Bandungan is a hill station away from the oppressive heat of the Central Javanese north coast. Guide books call it one of the prettiest hill-top retreats in Java, but that description was lost on us. The not-particularly-attractive centre is really small, an outdoor market on three corners, no more, and the rest of the town characterized itself through a multitude of seedy hotels and karaoke bars stretched out across rolling low hills; you need some form of transport, walking is not an option.
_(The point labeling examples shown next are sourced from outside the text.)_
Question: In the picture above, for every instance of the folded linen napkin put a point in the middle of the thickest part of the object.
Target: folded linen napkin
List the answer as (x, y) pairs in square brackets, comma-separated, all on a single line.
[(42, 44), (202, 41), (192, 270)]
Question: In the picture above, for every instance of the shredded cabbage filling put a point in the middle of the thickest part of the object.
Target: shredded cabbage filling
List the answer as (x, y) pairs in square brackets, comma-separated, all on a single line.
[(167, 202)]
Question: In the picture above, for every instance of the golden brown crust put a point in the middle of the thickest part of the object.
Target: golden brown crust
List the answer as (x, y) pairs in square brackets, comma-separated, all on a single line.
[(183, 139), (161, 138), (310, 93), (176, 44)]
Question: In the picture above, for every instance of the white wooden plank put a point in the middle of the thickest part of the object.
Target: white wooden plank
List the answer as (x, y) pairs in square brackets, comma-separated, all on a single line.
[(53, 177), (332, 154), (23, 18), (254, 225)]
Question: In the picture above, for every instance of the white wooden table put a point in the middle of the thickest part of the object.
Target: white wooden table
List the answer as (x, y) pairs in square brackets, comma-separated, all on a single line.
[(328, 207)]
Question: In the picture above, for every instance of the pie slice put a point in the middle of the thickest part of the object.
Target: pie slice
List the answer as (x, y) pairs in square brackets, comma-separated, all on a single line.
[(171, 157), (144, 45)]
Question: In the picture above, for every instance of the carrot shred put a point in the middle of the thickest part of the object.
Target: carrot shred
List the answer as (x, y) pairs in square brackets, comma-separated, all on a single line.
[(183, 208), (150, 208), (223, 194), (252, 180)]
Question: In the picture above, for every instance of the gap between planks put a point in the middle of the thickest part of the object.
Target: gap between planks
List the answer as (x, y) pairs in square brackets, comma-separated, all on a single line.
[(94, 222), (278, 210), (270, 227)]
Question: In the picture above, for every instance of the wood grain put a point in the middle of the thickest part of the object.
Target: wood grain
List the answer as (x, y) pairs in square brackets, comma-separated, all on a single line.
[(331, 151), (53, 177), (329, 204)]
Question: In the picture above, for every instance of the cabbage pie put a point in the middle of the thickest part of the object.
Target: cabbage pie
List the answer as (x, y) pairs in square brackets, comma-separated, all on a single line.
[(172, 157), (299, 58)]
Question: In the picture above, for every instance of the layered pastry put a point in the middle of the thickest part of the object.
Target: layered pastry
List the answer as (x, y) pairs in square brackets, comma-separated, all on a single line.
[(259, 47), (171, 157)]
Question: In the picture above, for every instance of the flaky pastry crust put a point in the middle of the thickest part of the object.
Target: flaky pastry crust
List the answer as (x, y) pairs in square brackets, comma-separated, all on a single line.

The only reason to come to Bandungan – except for the nearby railway museum in Ambarawa – is to visit the temple complex Gedung Songo on the lower slopes of the Gunung Ungaran – the Ungaran volcano. Gedung Songo means ‘nine buildings’, referring to the nine 8th Century Hindu temples that have been constructed here. In fact, originally there were many more than nine, but nine is an auspicious number, which is a perfectly good reason to ignore the real number. In any case, only five temples remain, having been heavily restored in the 1980’s, and all are pretty small, and pretty simple. Add to this that the place has been heavily developed Indonesian-tourism style, and Gedung Songo becomes even less attractive.
Unless you arrive real early, like even before the ticket boot has opened and souvenir sellers and tourist touts are in place. The site is open, so you can just wander uphill on your own, along the well-signposted paths, which lead along the temples and the hot spring – also closed, early morning – and will ultimately reward you with the real reason to come to Gedung Songo: the absolutely spectacular view of multiple volcanoes, best visible in the early morning, when the clouds have not yet come rolling in. From several spots on the slope you can get a clear sight of Gunung Sindoro and Gunung Sumbing to the west and south west, Gunung Merbabu right in front, and Gunung Merapi, the one next to Yogyakarta, a little further behind. I even claim to have seen Gunung Lawu, some 70 km away to the east. All perfectly conical-shaped. Brilliant!